景色是美不胜收,但那里却是个令人头疼的地方。很多逃犯都喜欢往那里跑,而因为地势的问题,常常以此摆脱追捕。
贞观五年,工部在这里勘察了铜矿、金矿。储量大,质量优,所以工部在此建立了开采点,也增派陈仓的府兵驻防。
“殿下,您是知道的,开矿,是什么情况都会发生了,而且山里也会有些奇奇怪怪的事。”
刚开始,谁都没太在意,但时间长了,他们才发现,不是天灾,也不是神鬼发难,而是有人在盗金、盗铜。
案子最开始是在他手中的,池忠作为本地县尉,自然要多多上心。.........,等他摸到天宗派的时候,已经晚了,被盗的大部分金、铜已经下落不明。

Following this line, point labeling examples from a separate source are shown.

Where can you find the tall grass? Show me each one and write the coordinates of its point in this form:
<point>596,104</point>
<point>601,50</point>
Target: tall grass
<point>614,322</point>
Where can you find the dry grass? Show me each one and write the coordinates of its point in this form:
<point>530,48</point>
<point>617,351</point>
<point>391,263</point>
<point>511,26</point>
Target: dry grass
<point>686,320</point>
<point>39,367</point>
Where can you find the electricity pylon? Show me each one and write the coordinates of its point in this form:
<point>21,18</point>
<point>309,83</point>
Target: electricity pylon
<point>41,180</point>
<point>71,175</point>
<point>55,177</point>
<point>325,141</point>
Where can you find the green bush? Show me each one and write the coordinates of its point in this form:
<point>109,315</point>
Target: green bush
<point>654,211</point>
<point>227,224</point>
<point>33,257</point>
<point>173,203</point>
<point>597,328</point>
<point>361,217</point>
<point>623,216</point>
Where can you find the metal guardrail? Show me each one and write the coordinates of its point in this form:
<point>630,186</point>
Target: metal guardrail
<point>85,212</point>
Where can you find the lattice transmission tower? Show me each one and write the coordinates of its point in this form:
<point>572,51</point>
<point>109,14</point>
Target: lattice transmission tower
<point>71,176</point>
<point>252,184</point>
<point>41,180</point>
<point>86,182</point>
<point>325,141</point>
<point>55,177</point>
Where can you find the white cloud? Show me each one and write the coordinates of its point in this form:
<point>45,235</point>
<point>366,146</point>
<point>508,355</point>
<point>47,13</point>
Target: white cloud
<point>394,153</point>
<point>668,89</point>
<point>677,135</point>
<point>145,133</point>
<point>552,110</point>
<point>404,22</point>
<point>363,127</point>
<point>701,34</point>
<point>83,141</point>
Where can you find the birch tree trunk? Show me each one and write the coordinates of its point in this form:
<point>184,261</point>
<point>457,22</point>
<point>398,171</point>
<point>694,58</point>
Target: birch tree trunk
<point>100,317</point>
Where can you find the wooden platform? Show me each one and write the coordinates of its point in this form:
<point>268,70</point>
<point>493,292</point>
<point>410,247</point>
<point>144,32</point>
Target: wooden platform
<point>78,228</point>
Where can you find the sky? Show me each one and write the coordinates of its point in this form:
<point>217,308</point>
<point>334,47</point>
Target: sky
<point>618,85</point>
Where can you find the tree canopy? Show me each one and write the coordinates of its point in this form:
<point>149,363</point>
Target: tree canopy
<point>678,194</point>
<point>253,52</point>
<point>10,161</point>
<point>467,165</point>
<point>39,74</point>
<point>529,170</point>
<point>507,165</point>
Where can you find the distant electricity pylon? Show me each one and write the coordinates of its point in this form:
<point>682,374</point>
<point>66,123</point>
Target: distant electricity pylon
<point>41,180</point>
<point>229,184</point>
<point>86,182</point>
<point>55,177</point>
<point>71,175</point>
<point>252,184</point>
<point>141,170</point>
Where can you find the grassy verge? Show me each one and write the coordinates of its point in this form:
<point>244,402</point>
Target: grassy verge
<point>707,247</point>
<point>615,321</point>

这几天,他与孙伏伽少卿对了一下卷宗,陈仓报上来的案子,都是按照规矩办的,刑部和大理寺也都派了人调查。
但最后的结果,不仅是不了之,而且派出去几批人,都没有回来。池忠是怀疑有内鬼的,但孙伏伽说大理寺的人手,都是他亲手派出去的,都是随他多年的人,不会有问题。

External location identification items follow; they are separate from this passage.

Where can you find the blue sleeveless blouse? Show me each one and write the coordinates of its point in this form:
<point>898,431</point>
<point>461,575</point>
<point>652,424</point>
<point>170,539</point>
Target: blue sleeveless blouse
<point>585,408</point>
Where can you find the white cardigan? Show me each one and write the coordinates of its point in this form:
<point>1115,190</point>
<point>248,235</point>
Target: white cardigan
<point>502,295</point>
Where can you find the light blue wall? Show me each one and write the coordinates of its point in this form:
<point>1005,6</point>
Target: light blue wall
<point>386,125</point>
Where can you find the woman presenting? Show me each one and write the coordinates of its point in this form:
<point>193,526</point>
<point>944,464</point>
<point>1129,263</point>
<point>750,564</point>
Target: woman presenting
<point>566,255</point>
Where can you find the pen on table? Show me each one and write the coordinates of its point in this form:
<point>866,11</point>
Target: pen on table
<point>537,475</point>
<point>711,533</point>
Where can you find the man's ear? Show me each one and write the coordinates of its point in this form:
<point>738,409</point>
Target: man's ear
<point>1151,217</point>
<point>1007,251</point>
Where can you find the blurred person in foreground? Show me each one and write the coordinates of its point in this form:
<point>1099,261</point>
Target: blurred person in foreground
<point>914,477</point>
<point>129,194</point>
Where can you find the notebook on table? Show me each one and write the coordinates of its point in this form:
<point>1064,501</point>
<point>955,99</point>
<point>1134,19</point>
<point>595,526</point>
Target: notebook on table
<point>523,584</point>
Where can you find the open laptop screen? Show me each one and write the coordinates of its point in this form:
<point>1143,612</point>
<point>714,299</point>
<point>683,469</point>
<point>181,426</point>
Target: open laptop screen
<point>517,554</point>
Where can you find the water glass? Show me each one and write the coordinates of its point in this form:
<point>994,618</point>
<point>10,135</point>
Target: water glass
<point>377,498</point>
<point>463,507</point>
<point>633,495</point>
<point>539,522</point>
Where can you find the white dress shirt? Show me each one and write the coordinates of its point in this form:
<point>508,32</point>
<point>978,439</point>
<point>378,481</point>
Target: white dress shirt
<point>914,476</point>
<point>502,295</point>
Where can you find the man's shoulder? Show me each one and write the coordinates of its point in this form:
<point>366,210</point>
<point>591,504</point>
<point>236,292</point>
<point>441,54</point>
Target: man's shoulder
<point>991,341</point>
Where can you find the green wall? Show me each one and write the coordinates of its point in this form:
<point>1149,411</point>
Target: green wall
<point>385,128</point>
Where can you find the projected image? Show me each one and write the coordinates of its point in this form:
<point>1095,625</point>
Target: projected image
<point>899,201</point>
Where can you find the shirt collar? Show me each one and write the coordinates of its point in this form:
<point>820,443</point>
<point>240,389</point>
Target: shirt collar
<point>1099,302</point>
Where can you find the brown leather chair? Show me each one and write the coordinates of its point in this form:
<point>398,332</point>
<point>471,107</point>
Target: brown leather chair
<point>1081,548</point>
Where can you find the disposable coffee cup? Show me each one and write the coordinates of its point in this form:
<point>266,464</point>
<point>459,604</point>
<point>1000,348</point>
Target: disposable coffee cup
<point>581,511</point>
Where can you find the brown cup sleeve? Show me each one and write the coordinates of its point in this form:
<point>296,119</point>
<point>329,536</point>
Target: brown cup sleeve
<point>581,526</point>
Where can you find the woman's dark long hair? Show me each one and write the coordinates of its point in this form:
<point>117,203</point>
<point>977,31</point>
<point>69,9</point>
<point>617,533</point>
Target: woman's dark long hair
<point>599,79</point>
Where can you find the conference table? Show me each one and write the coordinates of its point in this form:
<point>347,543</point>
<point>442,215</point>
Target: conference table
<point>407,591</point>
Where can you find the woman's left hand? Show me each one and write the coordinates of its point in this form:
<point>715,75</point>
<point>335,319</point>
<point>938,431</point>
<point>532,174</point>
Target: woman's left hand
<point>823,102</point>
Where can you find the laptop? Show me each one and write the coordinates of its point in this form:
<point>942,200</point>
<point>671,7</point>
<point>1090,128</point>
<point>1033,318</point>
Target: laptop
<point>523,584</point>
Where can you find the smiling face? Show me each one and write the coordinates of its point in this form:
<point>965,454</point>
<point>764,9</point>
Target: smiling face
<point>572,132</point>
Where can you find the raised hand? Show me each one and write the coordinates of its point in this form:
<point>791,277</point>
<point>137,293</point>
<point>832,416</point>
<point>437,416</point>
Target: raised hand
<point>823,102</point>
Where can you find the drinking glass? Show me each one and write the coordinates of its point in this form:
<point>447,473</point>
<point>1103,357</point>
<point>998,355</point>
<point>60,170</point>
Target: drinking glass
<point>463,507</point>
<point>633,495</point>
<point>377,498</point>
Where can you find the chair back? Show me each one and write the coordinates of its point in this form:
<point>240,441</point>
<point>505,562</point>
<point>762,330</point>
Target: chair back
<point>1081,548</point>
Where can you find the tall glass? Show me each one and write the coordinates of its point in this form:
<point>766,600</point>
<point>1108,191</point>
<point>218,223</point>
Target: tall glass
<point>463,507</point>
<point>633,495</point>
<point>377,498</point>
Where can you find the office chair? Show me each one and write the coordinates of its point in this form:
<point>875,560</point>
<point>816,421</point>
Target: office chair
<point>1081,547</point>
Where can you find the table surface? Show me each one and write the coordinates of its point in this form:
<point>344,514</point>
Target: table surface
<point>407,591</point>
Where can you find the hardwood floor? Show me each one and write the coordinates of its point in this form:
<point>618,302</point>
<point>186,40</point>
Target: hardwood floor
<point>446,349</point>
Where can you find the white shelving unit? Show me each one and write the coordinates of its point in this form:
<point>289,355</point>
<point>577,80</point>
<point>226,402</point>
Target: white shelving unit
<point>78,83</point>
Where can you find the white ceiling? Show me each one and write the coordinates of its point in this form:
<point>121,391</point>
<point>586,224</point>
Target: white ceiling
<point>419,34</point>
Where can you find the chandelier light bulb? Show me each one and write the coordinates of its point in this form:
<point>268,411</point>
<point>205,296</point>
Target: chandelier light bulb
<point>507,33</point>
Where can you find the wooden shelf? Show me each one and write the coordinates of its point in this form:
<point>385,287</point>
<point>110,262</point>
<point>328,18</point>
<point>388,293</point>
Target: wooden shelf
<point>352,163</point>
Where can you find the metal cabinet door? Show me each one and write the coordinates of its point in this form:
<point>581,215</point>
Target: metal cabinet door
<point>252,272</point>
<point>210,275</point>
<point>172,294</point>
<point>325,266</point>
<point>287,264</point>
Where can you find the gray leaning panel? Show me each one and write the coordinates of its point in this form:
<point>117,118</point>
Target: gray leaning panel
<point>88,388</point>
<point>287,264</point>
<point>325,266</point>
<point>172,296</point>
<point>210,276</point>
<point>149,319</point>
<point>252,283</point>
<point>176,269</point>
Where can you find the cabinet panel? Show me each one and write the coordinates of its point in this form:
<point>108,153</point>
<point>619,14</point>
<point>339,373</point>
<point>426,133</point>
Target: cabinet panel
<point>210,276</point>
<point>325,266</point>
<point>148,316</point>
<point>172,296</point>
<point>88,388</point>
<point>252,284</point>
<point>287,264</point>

“金、铜,这两个都是管制的物资,个人铸币,可是要砍头的。就算搞到了,还能造出来怎么的!”
池忠摇了摇头,他对吴王的提问是毫无头绪,但他们的案件都是围绕铜金而来的,上次的融金案甚至改黄金做这般。如果不是那漆还干,还真是查不出来。
“这金、铜,只能用来花吗?”
李承乾的话,让堂中的人都陷入了沉思。的确,这些人如此有本事,抢不是更快,他们为什么要废这么大劲呢!